The post detailed the account of Anna Perry, a person who left their physics department because the structure failed to let them be their authentic self. They mention struggles that many have faced – learning that it’s easier just to be quiet than to try and be yourself. While some people can push through this in face-to-face classroom settings, it becomes harder when you enter a flipped classroom setting and are forced to complete group work with your peers in order to learn – a group whose behavior, they note, already feels discriminatory. They recounts their experience (emphasis mine):
Each day in class I was either talked over, having my knowledge discredited, or left to do all the work by myself. By the end of the first week I was so upset that I completely shut down during class. I was trying so hard to fit into this picture of a perfect class that works and learns together, but my classmates did not feel a similar pressure. After all, the professor laughed at their jokes and modeled similar behavior of the quirky, culturally incompetent scientist that we all think of when we think of physicists. Playing into these stereotypes earns you laughs and friendships; deconstructing these stereotypes for the sexist, racist messages they are earns you disapproving silence and stares. Even choosing not to constantly validate my classmates’ behavior with laughs and smiles was enough for them to stop talking to me. Being exposed to this behavior every day was soul-crushing. When I was supposed to be learning crucial concepts that would build the foundation of my physics career, I was breaking down and trying not to let everyone see I was crying.
Their attempts to discuss this problem with their professor were mostly ignored or “mansplained” away. Their professor told them they needed to learn to work in groups and didn’t understand why it was so difficult to work in an environment where they felt uncomfortable. Ultimately, Anna chose to switch their major to a department that listens to, values, and respects them.
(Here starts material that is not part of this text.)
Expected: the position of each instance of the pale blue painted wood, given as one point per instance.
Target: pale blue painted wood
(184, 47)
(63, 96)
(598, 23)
They conclude with the following:
There is inequality in our society and there is inequality on this campus. There is a silent conflict between the members of our classrooms, whether we are aware of that or not. Unless a professor actively works to dismantle this inequality within their classroom, they are reproducing it. I do not leave my identity at the door of the physics classroom. I carry it with me—whether I want to or not—when I interact with my peers, when I listen to my professor speak, when I read the textbook. I am a political being because I live in a world that politicizes my gender, my race, my looks, my socioeconomic status. Society likes to ignore this, and thus we let asymmetrical power dynamics continue to thrive. Professors ignoring this results in more of the same.
I was treated as a student with deficits, a student ill-equipped to become a physicist. Professors that do this fail to realize that the problem is not the students, but rather the schooling process. I do not require some special form of instruction; my experience highlights fundamental flaws in the ways we set up our classrooms. If my classmates do not work respectfully, I shouldn’t have to quietly endure while waiting around for them to behave differently.
And, if a teacher isn’t modeling this respect, they are never going to change anyway.
While this isn’t to say that all flipped classrooms are bad, I would urge all of us to consider the environment in which we are placing our students. This is something I hadn’t even considered until a few days ago, and I’m sure there are lots of professors who may be teaching a flipped class right now and not have considered how social phenomena impact how comfortable students feel in their classes. Research exists (check out this Resource Letter linked by Prescod-Weinstein in a later tweet on Active Learning in Physics) on how to teach in flipped or collaborative classrooms properly, and it needs to involve an awareness of social identities and a commitment to respect, inclusion, and actively coaching students.